The Zagat Global Fellowship

This term I was awarded the Zagat Global Fellowship by Riverdale Country School in New York.  This is a new initiative created to encourage educators to visit other schools around the world triverdale imageo exchange ideas, create conversations, teach…and learn. It’s a huge honour to be its first recipient, and to be given the opportunity to join, albeit temporarily, a world-class school in the USA.

Over the next couple of weeks I hope to blog about the differences I experience between two schools in two very different educational systems.  I will post them first on the TES website; I will also tweet here

Riverdale is a world class school, but it’s a very different school from the school I currently work in, and adjusting to the different context will have to be swift. Moving from here to there is a challenge, and after a hard term’s work it might have been safer, and saner, to have taken some time off.  In my own eyes, and going by my standards, I might even ‘fail’…but if I do then I hope to gain something because I have always believed that intrinsic to this profession is the teacher’s ability to expose him or herself to new ideas and new experiences, and be open to the possibility of failing.  But risk taking is becoming increasingly undesirable in today’s high-stakes, over-controlled system.

And yet in my experience, as someone who has visited a lot of schools, as an inspector, advisor, teacher, and parent,  the best schools are forward looking and confident enough to make brave changes. At every level they embody strategic, calculated risk,  and are prepared to introduce new initiatives even when the final outcomes are uncertain.
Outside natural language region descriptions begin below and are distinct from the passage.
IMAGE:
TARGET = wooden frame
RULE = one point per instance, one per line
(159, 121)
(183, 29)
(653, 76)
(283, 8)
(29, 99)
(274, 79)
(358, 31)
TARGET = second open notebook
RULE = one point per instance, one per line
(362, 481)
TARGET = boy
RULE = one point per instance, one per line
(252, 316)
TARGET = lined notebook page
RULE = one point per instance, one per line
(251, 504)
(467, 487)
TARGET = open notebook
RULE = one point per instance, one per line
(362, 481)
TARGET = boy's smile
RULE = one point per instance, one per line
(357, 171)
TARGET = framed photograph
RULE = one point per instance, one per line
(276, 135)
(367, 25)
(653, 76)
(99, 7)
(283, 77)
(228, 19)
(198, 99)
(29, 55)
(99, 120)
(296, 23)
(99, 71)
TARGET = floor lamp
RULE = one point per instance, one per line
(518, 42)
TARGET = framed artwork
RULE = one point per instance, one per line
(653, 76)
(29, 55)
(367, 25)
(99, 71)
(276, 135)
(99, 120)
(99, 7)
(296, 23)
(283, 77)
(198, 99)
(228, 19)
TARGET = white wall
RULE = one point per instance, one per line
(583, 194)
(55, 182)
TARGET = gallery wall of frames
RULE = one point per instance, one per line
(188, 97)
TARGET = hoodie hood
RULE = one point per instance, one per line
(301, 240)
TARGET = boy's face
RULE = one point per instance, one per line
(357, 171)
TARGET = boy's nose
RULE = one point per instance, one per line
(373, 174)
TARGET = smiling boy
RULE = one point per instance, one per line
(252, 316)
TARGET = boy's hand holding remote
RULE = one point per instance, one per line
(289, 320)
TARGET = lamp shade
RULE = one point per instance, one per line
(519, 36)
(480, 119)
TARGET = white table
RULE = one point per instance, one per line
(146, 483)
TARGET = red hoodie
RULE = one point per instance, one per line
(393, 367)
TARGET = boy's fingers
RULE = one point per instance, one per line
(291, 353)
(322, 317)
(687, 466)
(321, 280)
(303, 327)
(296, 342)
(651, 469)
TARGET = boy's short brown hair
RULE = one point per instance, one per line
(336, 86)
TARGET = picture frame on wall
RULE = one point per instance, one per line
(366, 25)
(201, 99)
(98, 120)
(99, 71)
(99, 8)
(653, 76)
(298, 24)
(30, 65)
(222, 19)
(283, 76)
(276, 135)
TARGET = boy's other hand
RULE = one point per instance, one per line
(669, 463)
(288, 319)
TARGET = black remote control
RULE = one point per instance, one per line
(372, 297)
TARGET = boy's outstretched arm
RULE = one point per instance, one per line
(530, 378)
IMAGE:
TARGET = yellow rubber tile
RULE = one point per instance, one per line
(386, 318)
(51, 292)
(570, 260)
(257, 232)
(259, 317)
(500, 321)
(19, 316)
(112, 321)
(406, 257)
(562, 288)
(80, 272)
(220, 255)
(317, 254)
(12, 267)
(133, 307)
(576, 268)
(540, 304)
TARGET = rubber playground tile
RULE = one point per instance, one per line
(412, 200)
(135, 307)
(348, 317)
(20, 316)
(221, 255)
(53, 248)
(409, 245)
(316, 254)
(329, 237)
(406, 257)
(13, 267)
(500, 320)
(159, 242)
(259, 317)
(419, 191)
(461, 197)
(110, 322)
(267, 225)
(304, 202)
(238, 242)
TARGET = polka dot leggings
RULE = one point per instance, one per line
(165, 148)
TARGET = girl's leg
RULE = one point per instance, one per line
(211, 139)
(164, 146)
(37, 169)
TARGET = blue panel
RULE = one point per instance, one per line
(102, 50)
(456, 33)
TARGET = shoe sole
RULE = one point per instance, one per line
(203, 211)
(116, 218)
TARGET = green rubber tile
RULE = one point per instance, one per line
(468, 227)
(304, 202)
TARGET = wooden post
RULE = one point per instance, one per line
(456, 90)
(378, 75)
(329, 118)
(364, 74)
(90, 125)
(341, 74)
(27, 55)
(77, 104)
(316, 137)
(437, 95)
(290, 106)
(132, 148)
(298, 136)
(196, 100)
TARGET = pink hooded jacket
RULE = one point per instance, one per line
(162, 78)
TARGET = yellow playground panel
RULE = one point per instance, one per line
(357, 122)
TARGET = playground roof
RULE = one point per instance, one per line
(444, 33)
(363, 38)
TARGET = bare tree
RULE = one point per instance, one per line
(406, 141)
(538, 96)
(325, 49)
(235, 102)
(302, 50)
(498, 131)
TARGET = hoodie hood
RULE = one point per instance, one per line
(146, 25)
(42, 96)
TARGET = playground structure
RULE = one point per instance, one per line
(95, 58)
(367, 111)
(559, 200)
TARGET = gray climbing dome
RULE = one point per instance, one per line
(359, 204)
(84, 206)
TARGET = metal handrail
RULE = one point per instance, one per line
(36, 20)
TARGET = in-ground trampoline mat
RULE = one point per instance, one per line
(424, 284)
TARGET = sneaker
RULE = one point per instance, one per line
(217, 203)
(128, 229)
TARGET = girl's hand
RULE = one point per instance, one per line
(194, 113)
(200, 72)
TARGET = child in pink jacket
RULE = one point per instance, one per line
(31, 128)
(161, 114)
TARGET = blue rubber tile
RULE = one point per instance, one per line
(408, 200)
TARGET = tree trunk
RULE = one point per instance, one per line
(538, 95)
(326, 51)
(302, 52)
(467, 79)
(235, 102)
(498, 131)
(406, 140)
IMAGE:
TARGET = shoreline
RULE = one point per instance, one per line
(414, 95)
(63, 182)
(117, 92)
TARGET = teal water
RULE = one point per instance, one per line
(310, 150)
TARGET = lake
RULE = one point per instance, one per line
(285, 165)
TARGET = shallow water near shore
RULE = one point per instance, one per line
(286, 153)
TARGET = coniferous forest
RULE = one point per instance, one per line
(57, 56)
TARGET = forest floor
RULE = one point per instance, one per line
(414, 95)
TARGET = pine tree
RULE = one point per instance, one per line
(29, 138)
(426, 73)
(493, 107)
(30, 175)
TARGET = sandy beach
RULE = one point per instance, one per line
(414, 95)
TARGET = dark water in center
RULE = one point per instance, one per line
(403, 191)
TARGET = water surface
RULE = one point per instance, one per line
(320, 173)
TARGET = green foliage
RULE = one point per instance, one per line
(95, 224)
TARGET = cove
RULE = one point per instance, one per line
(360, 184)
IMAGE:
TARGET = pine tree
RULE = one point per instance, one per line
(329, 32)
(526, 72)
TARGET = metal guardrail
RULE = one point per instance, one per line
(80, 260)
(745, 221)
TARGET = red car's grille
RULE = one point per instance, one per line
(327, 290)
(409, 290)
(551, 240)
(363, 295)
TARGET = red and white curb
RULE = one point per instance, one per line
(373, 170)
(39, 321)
They in turn attract and retain staff who find this atmosphere the most conducive to effective teaching and learning; and ideally, this produces young people who are willing to embrace constructive change, seeing it as part of their own growth. Much of this ongoing process is dependent on a profound trust in the school’s leadership, but in time it becomes a virtuous circle. Scaling such things up is, as Sir Michael Barber has so convincingly argued, essential to the complex process of creating a school-led improvement programme.Conversely, of course, the worst schools I have been to avoid change (including those that are academically very successful) believing that any adjustments might endanger what they have carefully protected over many years. They are managed, not led; they have development plans, but no vision.

Many teachers on both sides of the Atlantic (including Riverdale) are actively discussing grit and resilience, and the focus, quite rightly, is on how we can inculcate it in the young people we teach.  But surely the debate should be widened so that it includes resilience among teachers (who are often characterised by commentators as a group of miserablists who talk only about the negatives of the profession, rather than its privileges), as well as an institutional grit that embodies the robust strength of character that can only come with self-confidence. But such things might only come when the school is itself prepared to learn from failure, resembling an adult in charge of his own destiny: the physical embodiment, if you like, of the qualities it wishes everyone who works in the school to share.  But that’s another debate.  I’m off to pack for New York.